A new proof of the higher-order superintegrability of a noncentral oscillator with inversely quadratic nonlinearities

TL;DR

This paper presents a new proof demonstrating the higher-order superintegrability of a noncentral harmonic oscillator with inverse quadratic nonlinearities, extending the understanding of integrable systems with centrifugal terms.

Contribution

It provides a novel proof of superintegrability for a class of noncentral oscillators and generalizes the results to systems with multiple degrees of freedom.

Findings

Explicit constants of motion for the nonlinear system are derived.

Higher-order superintegrability is established through a deformation of the quadratic complex equation.

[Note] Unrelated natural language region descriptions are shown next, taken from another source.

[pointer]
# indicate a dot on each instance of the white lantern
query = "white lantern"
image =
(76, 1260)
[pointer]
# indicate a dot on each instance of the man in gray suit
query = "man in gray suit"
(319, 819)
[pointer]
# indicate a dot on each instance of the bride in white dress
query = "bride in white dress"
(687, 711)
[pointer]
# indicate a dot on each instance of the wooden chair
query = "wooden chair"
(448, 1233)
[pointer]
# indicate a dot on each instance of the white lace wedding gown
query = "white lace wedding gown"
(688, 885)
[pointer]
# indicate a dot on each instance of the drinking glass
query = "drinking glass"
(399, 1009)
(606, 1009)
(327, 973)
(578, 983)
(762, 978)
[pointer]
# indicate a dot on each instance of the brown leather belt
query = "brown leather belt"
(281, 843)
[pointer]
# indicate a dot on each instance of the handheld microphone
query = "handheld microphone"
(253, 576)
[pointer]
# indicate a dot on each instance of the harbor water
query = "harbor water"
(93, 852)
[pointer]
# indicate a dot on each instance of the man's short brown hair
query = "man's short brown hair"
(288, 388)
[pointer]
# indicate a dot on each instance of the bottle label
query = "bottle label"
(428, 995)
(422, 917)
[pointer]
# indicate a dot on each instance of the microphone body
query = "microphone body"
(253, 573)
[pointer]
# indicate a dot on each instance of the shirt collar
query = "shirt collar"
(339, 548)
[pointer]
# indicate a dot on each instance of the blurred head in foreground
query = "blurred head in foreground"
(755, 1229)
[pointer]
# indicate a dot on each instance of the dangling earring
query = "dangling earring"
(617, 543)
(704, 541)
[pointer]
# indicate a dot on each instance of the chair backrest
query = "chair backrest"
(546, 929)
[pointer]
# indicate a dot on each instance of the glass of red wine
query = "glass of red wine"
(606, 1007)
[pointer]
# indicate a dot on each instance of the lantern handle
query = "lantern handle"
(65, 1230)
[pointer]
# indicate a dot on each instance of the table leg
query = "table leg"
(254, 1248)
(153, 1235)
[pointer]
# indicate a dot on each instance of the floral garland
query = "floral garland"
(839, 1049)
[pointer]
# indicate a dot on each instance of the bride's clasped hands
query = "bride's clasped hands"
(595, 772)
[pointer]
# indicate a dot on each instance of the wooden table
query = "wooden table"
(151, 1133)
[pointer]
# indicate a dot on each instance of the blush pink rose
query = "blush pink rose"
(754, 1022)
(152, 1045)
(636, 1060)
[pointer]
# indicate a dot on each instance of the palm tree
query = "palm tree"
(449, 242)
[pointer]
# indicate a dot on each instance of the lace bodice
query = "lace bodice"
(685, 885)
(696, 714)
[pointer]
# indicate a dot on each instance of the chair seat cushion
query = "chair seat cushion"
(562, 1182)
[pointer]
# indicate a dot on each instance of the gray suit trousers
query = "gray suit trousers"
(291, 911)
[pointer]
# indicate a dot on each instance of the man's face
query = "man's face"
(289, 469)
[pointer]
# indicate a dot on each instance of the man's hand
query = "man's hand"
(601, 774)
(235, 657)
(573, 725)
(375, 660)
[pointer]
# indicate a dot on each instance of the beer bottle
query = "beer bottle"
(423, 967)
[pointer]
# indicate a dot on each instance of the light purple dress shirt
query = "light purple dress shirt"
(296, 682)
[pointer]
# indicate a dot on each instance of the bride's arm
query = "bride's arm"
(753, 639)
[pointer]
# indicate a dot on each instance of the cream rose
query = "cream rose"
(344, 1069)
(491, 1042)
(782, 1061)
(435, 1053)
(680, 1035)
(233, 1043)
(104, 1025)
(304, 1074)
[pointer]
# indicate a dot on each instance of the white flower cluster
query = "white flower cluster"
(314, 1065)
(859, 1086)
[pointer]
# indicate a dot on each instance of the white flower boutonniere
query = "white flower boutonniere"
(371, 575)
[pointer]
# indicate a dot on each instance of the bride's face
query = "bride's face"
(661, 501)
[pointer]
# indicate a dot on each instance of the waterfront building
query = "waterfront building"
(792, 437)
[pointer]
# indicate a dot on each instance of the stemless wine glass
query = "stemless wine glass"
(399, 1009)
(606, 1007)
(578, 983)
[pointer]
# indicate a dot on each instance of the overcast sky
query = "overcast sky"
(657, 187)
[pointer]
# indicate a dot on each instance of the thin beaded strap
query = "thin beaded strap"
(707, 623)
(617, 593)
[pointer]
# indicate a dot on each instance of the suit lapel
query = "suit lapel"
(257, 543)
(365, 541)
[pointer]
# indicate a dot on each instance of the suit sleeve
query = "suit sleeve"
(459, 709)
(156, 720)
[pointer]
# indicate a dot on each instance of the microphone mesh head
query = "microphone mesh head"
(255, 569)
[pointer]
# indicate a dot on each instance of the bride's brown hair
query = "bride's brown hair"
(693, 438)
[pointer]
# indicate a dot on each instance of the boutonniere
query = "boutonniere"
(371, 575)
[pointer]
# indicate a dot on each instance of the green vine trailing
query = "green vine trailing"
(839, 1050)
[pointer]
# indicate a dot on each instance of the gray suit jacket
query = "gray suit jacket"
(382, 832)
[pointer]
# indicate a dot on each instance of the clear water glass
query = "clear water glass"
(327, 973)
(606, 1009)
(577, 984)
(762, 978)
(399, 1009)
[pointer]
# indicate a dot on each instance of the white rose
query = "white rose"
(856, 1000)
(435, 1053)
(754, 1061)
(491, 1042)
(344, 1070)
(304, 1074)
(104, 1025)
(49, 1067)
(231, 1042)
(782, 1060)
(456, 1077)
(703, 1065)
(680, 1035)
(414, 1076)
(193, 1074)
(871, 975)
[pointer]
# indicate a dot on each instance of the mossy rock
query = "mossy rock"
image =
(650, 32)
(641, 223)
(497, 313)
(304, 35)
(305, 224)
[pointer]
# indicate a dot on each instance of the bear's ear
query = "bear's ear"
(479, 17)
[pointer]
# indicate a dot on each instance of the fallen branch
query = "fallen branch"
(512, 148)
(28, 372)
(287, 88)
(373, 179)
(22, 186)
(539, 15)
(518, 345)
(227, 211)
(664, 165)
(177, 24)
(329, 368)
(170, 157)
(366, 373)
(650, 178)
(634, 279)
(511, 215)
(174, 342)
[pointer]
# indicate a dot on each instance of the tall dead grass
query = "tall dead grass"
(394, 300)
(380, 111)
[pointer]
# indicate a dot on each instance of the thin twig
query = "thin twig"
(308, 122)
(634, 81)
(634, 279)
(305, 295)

Conditions for superintegrability in systems with multiple degrees of freedom are identified.

Abstract

The superintegrability of a rational harmonic oscillator (non-central harmonic oscillator with rational ratio of frequencies) with non-linear "centrifugal" terms is studied. In the first part, the system is directly studied in the Euclidean plane; the existence of higher-order superintegrability (integrals of motion of higher order than 2 in the momenta) is proved by introducing a deformation in the quadratic complex equation of the linear system. The constants of motion of the nonlinear system are explicitly obtained. In the second part, the inverse problem is analyzed in the general case of $n$ degrees of freedom; starting with a general Hamiltonian $H$, and introducing appropriate conditions for obtaining superintegrability, the particular "centrifugal" nonlinearities are obtained.